The Law of Return was amended in 1970 to extend the right of return to some non-Jews. Amendment number 2, 4a, states:

The rights of a Jew under this Law and the rights of an oleh under the Nationality Law, 5712-1952, as well as the rights of an oleh under any other enactment, are also vested in a child and a grandchild of a Jew, the spouse of a Jew, the spouse of a child of a Jew and the spouse of a grandchild of a Jew, except for a person who has been a Jew and has voluntarily changed his/her religion.

The law since 1970 applies to the following groups:

  • Those born Jews according to the orthodox interpretation; having a Jewish mother or maternal grandmother.

  • Those with Jewish ancestry – having a Jewish father or grandfather.

So the one-drop rule is definitely in effect here. Regarding self-reported data, there is definitely some amount of one-drop rule there too; self-identification with an ancestry group tends to be stronger for higher-income people. I’m not sure about the Russian census.

In any case, it seems like this is an issue no matter how you slice it.

4) Temporary group and country effects

In my original post, I argued that Jewish achievement shows signs of fading relative to the past (there is some evidence of this). And that’s just within America; as the U.S. and Europe become less significant in the global economy and in global research efforts, Jewish achievement is likely to decline proportionally.

Scott says that this doesn’t really matter for the question of Jewish achievement:

This is a kind of weird argument - we don't have to think about or explain something, because maybe it will stop happening in the future.

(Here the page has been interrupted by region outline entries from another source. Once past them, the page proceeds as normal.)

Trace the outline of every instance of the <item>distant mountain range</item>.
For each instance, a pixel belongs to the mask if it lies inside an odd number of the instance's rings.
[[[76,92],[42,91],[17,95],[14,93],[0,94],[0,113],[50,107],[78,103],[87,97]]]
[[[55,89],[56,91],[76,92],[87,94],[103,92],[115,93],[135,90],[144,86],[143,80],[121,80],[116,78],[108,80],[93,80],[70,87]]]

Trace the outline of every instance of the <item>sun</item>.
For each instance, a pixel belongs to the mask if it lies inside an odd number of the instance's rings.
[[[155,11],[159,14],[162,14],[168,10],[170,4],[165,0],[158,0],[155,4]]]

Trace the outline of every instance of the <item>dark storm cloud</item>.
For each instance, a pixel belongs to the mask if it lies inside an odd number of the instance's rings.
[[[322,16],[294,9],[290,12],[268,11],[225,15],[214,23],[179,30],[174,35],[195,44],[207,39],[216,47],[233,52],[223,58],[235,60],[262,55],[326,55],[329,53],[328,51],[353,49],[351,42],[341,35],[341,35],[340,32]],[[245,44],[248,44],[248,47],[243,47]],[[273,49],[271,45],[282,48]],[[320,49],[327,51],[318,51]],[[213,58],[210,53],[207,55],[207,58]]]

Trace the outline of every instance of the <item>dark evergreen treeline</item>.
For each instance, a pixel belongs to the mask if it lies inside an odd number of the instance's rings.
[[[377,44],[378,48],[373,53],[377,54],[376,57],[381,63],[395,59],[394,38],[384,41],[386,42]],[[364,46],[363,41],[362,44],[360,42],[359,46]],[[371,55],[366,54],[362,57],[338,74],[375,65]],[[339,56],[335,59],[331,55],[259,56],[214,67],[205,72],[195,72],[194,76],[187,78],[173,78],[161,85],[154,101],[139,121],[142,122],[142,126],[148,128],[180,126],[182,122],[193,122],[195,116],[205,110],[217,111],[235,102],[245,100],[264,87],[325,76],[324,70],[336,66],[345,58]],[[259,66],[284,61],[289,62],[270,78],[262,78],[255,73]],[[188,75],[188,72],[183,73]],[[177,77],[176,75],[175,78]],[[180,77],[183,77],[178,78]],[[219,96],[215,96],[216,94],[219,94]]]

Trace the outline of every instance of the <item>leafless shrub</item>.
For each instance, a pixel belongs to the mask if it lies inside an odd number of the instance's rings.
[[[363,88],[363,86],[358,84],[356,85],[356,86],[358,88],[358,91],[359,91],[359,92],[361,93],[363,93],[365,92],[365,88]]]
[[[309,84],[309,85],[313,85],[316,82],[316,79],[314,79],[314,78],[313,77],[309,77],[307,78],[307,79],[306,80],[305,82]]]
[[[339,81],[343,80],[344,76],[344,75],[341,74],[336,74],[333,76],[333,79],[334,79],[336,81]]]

Do we accept this for any other social question? For all we know, maybe in a few decades black people will earn exactly as much money as white people - does that mean it's not worth talking about racial inequality today?

But it’s not a weird argument. If Black-White income and wealth gaps weren’t so persistent, and showed signs of mean reversion, people wouldn’t be so upset about them.

If a group’s outperformance is temporary, it changes the whole question of why they outperform. First of all, it makes it less relevant, since phenomena that are no longer happening are of a more academic interest relative to phenomena that are ongoing. People are typically not as interested in explaining long-finished episodes of minority outperformance, for instance. Second, temporary outperformance should change our assessment of the likelihood of various hypotheses for what caused that outperformance; it could make the “residual” of our mental regression less likely to be either genetic superpowers or enduring cultural practices, and more likely to be a “right place, right time” sort of thing.

In conclusion…

If you think that these factors (and others, like the tendency of religious minorities to outperform in many countries) still leave a substantial residual amount of Jewish achievement that’s interesting to investigate, then go for it! Send anthropologists to study Jewish communities and networks, do genetic tests on Jews, and so on. Personally, I’m less interested in the question given the factors I named, especially because — as I explained above — I don’t think it really bears on the social issue of disparate impact and systemic racism. But if you think it’s a big deal, don’t let me stop you from investigating further!